# The Math Behind Audio Equipment

I purchased a USB mic years ago for video conferencing and so forth, but this mic turned out to be insufficient for recording and broadcasting the full voice that I am obtaining with my opera training. A surprising bit of math is regularly involved in rating and judging audio equipment, and I haven’t seen it fully expounded elsewhere, so I attempt to here.

## 1 Sound Pressure Level and the Logarithmic Scale

Sound is an acoustic vibration (mostly) transmitted through the ambient air. It is modeled a adiabatic pressure perturbations, thus we assume that the total mass and temperature of air remains constant when we monitor for sound.1

Sound is most commonly measure by a diaphragm, which oscillates due to sound pressure levels, which are the instantaneous difference in sound pressure in a sound wave relative to the mean pressure of the air “at rest,” as it were. There is quite a difference in order of magnitude between these. Static air pressure is about $$100$$ kPa ($$1 \times 10^5$$ Pa), while the reference threshold for human hearing is about $$20$$ μPa ($$2 \times 10^{-5}$$ Pa) sound pressure-level (SPL).

The power dissipated per unit area by a sound wave is called its sound intensity $$I$$. The sound intensity is proportional to the square of the sound pressure level $$p$$. $I \propto p^2$ I omit the full derivation, but it is basically the same as the derivation of the fact that the power dissipation of a resistor is proportional to the square of the current.

The human ear generally perceives loudness as being proportional to the log of the intensity of the sound, so we measure the loudness of sound in decibels of the square of the sound pressure level, relative to the reference threshold of $$p_r = 20$$ μPa. $L_p = 10 \log_{10} \left( \frac{p^2}{p_r^2} \right) = 20 \log_{10} \frac{p}{p_r}.$ The units of $$L_p$$ are called dB SPL, for decibels, Sound Pressure Level. Thus, every 10 dB SPL increase is an order of magnitude increase in sound intensity and two orders of magnitude increase in raw sound pressure.

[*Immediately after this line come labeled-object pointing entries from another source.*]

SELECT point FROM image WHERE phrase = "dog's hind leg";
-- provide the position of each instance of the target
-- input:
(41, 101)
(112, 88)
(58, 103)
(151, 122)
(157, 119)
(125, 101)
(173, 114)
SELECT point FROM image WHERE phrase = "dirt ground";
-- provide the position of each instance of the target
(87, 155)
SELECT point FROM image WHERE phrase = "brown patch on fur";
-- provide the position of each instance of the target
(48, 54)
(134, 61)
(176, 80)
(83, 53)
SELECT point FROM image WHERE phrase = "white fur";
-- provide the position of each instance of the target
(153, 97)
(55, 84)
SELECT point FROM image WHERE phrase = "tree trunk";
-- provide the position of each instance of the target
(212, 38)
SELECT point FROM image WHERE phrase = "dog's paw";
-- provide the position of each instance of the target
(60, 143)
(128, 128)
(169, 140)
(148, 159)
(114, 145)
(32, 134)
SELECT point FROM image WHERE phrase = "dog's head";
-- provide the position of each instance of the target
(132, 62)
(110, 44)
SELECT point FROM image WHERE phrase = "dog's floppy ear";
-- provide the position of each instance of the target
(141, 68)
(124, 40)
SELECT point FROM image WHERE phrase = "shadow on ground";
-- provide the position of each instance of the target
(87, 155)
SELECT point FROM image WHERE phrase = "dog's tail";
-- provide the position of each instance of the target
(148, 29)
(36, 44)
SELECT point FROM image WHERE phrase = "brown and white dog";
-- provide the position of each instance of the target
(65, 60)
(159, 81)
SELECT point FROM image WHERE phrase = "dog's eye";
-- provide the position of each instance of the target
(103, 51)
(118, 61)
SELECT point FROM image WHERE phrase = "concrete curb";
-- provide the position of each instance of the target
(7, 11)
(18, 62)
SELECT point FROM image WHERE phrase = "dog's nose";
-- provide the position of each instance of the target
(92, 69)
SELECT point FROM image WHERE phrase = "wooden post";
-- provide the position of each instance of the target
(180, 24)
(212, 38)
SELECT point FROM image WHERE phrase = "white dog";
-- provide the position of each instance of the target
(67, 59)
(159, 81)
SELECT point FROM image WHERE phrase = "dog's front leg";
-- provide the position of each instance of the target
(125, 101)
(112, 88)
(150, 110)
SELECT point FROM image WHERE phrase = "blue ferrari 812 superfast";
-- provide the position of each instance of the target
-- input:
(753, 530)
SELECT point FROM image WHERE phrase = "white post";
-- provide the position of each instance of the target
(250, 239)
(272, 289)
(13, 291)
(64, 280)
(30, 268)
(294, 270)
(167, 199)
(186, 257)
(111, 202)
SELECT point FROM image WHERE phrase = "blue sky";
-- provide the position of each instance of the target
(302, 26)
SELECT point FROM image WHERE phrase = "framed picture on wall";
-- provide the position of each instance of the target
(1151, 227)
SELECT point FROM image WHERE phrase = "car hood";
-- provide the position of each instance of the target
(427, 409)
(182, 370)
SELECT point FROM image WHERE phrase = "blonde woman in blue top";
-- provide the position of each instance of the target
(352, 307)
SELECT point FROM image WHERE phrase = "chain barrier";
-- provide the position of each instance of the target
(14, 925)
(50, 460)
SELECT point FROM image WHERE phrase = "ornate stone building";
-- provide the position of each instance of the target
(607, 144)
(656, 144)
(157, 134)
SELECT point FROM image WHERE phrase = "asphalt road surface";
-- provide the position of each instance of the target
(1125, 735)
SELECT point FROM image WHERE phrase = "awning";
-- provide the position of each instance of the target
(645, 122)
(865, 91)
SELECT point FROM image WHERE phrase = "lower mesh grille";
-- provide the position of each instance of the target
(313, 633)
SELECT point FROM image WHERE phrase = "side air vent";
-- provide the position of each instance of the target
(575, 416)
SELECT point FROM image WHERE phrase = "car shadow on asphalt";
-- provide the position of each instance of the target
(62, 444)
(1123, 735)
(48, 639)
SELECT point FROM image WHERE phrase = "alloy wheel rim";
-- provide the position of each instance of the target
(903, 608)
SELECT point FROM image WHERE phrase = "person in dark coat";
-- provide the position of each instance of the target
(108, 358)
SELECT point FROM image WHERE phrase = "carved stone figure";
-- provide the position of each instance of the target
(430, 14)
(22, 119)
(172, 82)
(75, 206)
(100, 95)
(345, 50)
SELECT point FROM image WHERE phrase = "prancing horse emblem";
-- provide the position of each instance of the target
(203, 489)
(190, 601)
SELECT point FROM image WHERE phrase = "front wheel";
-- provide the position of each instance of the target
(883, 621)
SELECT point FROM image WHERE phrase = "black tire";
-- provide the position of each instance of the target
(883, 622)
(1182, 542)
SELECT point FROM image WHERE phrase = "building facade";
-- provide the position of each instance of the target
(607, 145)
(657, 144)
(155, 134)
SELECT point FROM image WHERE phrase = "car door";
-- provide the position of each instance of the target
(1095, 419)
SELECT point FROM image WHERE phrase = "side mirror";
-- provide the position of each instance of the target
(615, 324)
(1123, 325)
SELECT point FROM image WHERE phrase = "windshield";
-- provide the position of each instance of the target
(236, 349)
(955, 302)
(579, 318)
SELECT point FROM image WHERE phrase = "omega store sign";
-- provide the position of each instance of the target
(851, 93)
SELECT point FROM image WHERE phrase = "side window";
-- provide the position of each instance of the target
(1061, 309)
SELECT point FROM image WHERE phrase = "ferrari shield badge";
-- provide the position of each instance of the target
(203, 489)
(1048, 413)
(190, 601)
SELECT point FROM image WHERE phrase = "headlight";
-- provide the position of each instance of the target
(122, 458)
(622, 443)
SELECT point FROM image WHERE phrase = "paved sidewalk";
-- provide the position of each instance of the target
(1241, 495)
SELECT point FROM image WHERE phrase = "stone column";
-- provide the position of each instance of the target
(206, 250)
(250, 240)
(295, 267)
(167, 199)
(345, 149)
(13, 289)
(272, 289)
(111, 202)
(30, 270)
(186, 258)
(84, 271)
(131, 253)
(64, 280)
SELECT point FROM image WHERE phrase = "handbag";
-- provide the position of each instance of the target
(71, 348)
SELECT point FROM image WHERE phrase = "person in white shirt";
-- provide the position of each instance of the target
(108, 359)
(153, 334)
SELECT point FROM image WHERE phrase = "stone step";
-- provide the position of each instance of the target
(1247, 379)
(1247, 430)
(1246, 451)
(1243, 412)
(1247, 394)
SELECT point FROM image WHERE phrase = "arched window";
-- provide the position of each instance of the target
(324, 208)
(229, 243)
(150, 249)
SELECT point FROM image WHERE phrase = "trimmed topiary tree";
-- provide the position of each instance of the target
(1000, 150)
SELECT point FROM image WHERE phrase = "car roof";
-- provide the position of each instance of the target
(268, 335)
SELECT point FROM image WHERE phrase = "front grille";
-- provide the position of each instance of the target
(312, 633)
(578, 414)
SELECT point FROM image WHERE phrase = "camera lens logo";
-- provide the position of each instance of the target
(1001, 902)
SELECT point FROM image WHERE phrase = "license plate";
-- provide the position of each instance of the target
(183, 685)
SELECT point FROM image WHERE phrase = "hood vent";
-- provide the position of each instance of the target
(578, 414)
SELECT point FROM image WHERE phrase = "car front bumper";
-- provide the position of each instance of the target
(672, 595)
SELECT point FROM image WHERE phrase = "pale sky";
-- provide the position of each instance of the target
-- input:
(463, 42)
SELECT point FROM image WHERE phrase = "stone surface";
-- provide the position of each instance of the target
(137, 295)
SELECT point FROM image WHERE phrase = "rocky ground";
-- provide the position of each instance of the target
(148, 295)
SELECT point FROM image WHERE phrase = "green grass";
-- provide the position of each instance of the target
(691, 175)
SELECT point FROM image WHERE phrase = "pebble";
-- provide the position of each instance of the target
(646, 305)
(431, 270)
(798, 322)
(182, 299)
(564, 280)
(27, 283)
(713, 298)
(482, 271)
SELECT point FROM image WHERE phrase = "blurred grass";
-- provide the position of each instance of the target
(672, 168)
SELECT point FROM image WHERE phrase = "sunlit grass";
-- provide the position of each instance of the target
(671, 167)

### 1.1 Acoustic Impedance and Attenuation

Acoustic intensity obeys an inverse square law. The acoustic intensity at a point beyond the sound source is proportional to the inverse of the square of the distance $$r$$ away from the sound source. Moreover, because air is viscous and thus not totally lossless, the attenuation due to distance is also dependent in part on the frequency (higher frequencies are more quickly attenuated). The equations for this are very complicated in the general case. In general, we can use a few relations to describe this. Let $$f$$ be the frequency of the sound. $I \propto r^{-2 \alpha(f)} \qquad \alpha(f) \propto f \qquad \alpha(f) \geq 1$

Thus, we can say that for every doubling of the distance between the source and the sensor, the SPL is attenuated by $$10 \times \log_{10} ( 1 / 4) \approx -6$$ dB.

### 1.2 The Response of the Human Ear

The human ear cannot differentiate loudness well above about 130 dB SPL. (Thus its dynamic range is about 130 dB.) Furthermore, this is about the level where hearing damage sets in, and hearing damage can set in at much lower SPL over long period of time.

The human ear can reliably differentiate frequencies about from about $$20$$ Hz to about $$20 000$$ Hz ($$20$$ kHz). However, it doesn’t perceive them equally. The ear will perceive a 2kHz sound as being about 10 dB louder than a 200 Hz sound at the same SPL. Thus A-weighting was conceived of as a way of compensating for the non-constant response of the human ear in the frequency domain. Age also significantly affects the ability of the ear to hear higher frequencies, as does damage or hearing loss from other sources.

## 2 The Fourier Transform

Because so many of these responses are frequency-dependent, it is useful to take a signal in the time domain and translate it into the frequency domain. This is done with the fourier transform. Suppose a signal $$s(t)$$ is sampled over a period of $$0 \leq t \leq T$$, then the constituent frequencies of the “averaged” sound is $\hat{s} (f) = \int_0^T s(t) e^{-2\pi i t f} \mathrm{d}t.$ Thus if we restrict the time sample domain to a small period of time where the sound pressure level is relatively periodic (a single tone from a single instrument), it is easy to break it down into its constituent frequencies.

## Footnotes:

1

Of course, the temperature and mass of air does change, but we can easily assume that those changes are orders of magnitude slower than the general frequencies of audible sound. In general, we can assume these changes affect both sides of the diaphragm measuring the sound (the diaphragm in a microphone, or the ear drum as the case may be) at roughly the same time, relative to the fast perturbations of audible sound.